Given the high prevalence of prostate cancer, and the poor state of current technologies used to screen for the disease, it should come as no surprise that many groups are working on better solutions (such as this one we recently reported on).
The best diagnostic tool available for prostate cancer detection at present is decidedly low-tech — trained dogs. While these cancer-sniffing canines are more than happy to do the job for a pat on the back and a few treats, the training needed to make them expert diagnosticians takes many years and is quite expensive. To be widely used, a more scalable, technological replacement would be needed, or so a team led by researchers at Medical Detection Dogs and MIT makes the case for in a paper just published in PLOS One.
As sensitive as a dog’s nose may be at detecting trace molecules, electronic sensors exist that are actually far more sensitive — up to two hundred times more sensitive in some scenarios. But the problem is not detection; the problem is interpretation. The complex chemical signatures emitted by cancerous cells have eluded our best efforts to understand them, but for a trained dog, it is as simple as a quick sniff.
In an unexpected reversal that will have science fiction writers unsure whether it will be intelligent machines — or now instead dogs — that will lead to the demise of humanity, the trainees have become the trainers. The expert pattern detecting abilities of canines were used by the researchers to label training data for an artificial neural network.

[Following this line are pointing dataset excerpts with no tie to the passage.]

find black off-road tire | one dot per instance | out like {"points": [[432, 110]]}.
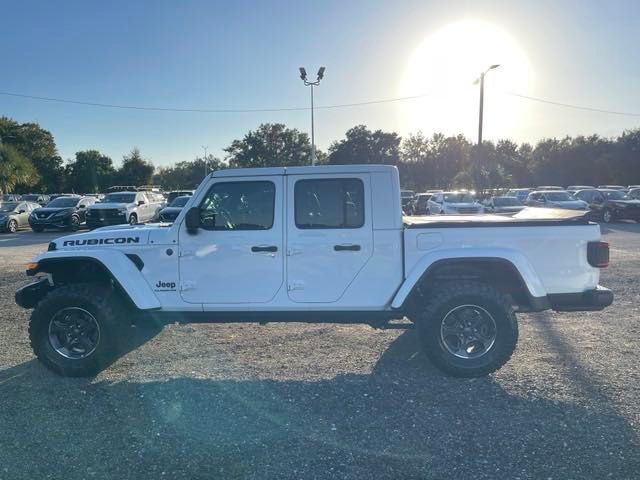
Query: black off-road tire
{"points": [[107, 310], [447, 297]]}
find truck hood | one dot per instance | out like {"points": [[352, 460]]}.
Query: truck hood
{"points": [[108, 237]]}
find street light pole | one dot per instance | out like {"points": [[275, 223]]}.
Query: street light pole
{"points": [[303, 76], [206, 170], [480, 119]]}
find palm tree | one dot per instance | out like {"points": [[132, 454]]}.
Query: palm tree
{"points": [[14, 169]]}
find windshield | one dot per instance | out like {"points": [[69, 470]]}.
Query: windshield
{"points": [[63, 202], [559, 196], [8, 206], [506, 202], [616, 195], [180, 202], [119, 198], [458, 198]]}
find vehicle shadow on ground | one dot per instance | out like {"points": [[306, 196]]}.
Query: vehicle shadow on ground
{"points": [[621, 226], [404, 420]]}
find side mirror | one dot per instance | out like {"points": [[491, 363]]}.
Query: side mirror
{"points": [[192, 220]]}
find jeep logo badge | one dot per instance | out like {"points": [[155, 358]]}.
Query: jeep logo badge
{"points": [[165, 286]]}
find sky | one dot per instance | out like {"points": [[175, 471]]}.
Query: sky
{"points": [[246, 54]]}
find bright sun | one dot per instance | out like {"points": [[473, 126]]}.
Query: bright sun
{"points": [[445, 66]]}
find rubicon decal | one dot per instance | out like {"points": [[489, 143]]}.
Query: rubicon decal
{"points": [[100, 241]]}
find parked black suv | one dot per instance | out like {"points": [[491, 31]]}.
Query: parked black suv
{"points": [[609, 205], [67, 212]]}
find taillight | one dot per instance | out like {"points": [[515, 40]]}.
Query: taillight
{"points": [[598, 254]]}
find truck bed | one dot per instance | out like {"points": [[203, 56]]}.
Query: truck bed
{"points": [[529, 217]]}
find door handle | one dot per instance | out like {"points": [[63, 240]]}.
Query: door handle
{"points": [[346, 248], [264, 248]]}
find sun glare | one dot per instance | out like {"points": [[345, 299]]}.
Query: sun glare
{"points": [[445, 67]]}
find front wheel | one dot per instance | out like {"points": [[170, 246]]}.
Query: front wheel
{"points": [[76, 329], [468, 329]]}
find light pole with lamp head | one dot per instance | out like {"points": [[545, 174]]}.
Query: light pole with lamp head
{"points": [[303, 76], [206, 170], [481, 80]]}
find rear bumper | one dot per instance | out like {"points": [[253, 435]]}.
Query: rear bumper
{"points": [[588, 301]]}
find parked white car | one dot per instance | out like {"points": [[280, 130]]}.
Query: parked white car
{"points": [[454, 203], [314, 244], [124, 207], [555, 199]]}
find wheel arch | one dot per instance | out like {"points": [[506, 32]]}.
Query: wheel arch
{"points": [[513, 276], [112, 267]]}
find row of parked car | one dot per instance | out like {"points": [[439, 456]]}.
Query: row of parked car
{"points": [[72, 212], [605, 203]]}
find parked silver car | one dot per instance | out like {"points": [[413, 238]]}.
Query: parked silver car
{"points": [[15, 215]]}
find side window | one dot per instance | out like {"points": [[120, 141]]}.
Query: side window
{"points": [[238, 206], [329, 203]]}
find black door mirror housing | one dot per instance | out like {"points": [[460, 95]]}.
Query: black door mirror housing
{"points": [[192, 220]]}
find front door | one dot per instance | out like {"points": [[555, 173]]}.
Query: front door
{"points": [[330, 235], [236, 257]]}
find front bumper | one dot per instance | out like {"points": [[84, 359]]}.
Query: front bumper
{"points": [[30, 294]]}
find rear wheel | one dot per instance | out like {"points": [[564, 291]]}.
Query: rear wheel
{"points": [[76, 329], [468, 329]]}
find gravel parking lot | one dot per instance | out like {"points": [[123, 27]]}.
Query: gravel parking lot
{"points": [[325, 401]]}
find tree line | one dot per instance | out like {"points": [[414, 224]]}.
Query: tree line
{"points": [[29, 160]]}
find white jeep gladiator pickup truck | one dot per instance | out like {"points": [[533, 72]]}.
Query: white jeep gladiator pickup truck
{"points": [[313, 244]]}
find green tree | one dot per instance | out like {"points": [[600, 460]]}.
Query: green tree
{"points": [[90, 172], [270, 145], [38, 146], [361, 145], [186, 174], [14, 169], [135, 170]]}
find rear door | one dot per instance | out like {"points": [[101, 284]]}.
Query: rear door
{"points": [[330, 234]]}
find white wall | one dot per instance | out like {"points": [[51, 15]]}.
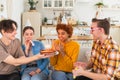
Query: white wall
{"points": [[17, 9]]}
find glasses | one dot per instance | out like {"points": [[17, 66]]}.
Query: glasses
{"points": [[93, 29]]}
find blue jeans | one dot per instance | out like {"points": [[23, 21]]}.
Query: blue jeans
{"points": [[40, 76], [60, 75]]}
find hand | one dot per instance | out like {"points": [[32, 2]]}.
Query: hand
{"points": [[77, 71], [32, 73], [80, 64], [38, 70], [27, 44]]}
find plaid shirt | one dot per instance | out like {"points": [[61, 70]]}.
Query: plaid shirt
{"points": [[105, 57]]}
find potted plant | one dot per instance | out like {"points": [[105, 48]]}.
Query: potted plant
{"points": [[99, 4], [45, 20], [32, 4]]}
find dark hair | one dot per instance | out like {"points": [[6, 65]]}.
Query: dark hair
{"points": [[28, 27], [103, 23], [7, 25], [68, 28]]}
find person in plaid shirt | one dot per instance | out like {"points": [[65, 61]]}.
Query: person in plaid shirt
{"points": [[105, 54]]}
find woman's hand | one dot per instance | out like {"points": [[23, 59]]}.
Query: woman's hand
{"points": [[80, 64], [78, 71]]}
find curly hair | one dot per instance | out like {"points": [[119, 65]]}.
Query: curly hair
{"points": [[66, 27], [7, 25]]}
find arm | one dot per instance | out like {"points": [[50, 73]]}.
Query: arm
{"points": [[22, 60], [94, 76], [44, 64]]}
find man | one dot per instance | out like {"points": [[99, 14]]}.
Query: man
{"points": [[105, 54]]}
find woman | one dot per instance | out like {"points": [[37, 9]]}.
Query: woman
{"points": [[11, 53], [68, 53], [36, 70]]}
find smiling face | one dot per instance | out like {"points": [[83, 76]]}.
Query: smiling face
{"points": [[10, 35], [28, 34], [62, 35]]}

Analytical data was collected from gas chromatography mass spectrometry and microbial profiling. This data was fed into the neural network, and with the assistance of canine classifiers, the patterns were mapped to diagnostic decisions.
In a small, fifty sample test of the new method, the artificial cancer detector was found to perform as well as trained dogs, with better than 70% accuracy observed for both methods. In the future, the team would like to perform a larger scale test of their method as a step towards better assessing clinical utility of the diagnostic tool.